At many publishers, no matter the question, the answer is video.
Meredith, parent of Martha Stewart Living, Better Homes and Gardens and 16 other food, parenting and lifestyle titles, is no different in emphasizing the shift to video, which is coveted by publishers for its high ad rates and for the prominence that platforms like Facebook give it in feeds. Meredith produces 500 original videos a month, which get 80 million unique views, according to the company. That’s double the number of original videos it produced in 2015, at just over 3,000.
“We are set up to crank out a lot of video a month,” said Melinda Lee, svp/gm of video at Meredith.
But the high cost of video has publishers looking for ways to be more efficient. Meredith has chosen to emphasize a centralized approach. The company has a 30-person centralized video unit out of a total staff of 3,754. It’s made up of producers, shooters, editors and executive producers. Within that group, some executive producers are assigned to create video in certain verticals such as fitness and exercise that can live across multiple titles. There also are executive producers who focus on key titles, such as Martha Stewart Living, Parents and Better Homes and Gardens.
The goal of this approach is simple: to generate as much video as possible while producing video that’s aligned with each magazine brand, said Lee. The video unit works closely with each magazine’s editorial departments and takes direction from the editorial calendar to figure out what can be applied to video. The video unit will pitch an idea, but the magazine’s editorial team will ultimately decide if it fits within the brand.
Data plays a big role in how the centralized team operates, Lee said. It knows food, and in particular recipe videos, especially around holiday periods. The recipe videos are the most popular and are planned up to a year in advance. Magic Chocolate Shell Ice Cream Bars got 1.8 million views, and its first Facebook Live video with Martha Stewart, “Martha is baking, rolling, cutting and decorating her favorite Christmas cookies,” filmed in her own kitchen, received more than a million views overall. Another example is Thanksgiving. Lee said a pumpkin pie or mashed potato recipe will be a must and will be shot by the centralized team, in a few different ways, using different logos, to apply to different brands. But certain food videos won’t work across the board she said. “We’re not going to put a home comfort recipe on Eating Well because it won’t work, and that’s where we’d work with brand experts and digital directors to see what articles are doing well and we’d create a video off that.”

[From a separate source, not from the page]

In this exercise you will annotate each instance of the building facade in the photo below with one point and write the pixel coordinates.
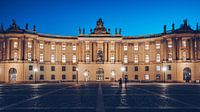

When it comes to Facebook Live, Meredith doesn’t have a dedicated team, and all its producers must be able to create live video. It’s experimenting across most of its brands including Martha Stewart Weddings, Better Homes and Gardens, and Shape, and is producing five to 10 live videos a week, lasting anywhere from under 10 minutes to over an hour. In all, Meredith has produced 76 live videos in the past eight months. The company is also testing different filming techniques, from mobile phone cameras to broadcast-quality cameras in its studios in New York and Des Moines, with a third on the way in Seattle.
One example was Shape’s live video with fitness trainer, Holly Rilinger, who hosted a group fitness routine in downtown Manhattan on June 6. Meredith wouldn’t provide average live viewer figures for any of its videos, but that specific one received 125,666 views and mirrors what other publishers, such as Condé Nast and Hearst, are doing with fitness videos on the platform. Another title, Better Homes and Gardens, shot live in a studio last week using three cameras for a “Christmas in July” DIY feature. It got 33,239 views.
Finding the balance between creating cheap and easy video content, compared with in-studio using expensive camera gear, is what Meredith needs to explore, said media analyst, Dan Cryan, senior director of broadband media at IHS Markit. He referred to its video viewer numbers as “genuinely quite nice,” and better than cable news, but noted Martha Stewart is expensive property for ad buyers. “The question for Meredith is finding the right content mix, which balances what the audience wants from the publication, combined with seeing a meaningful return of investment. There is a lot of work to be done there,” he said in reference to all publishers entering Facebook Live.
In terms of generating revenue off of the platform, the company looks to Martha Stewart’s live videos and integrates products into its content, such as Arm & Hammer in a cleaning video and Kerrygold butter in a baking video.
Lee said Meredith is also trying out virtual reality as well as 360 video.
“One dream, silver-bullet format for live just doesn’t exist yet,” she said. “We’re in the space of what story do we want to tell and how does our audience want it?”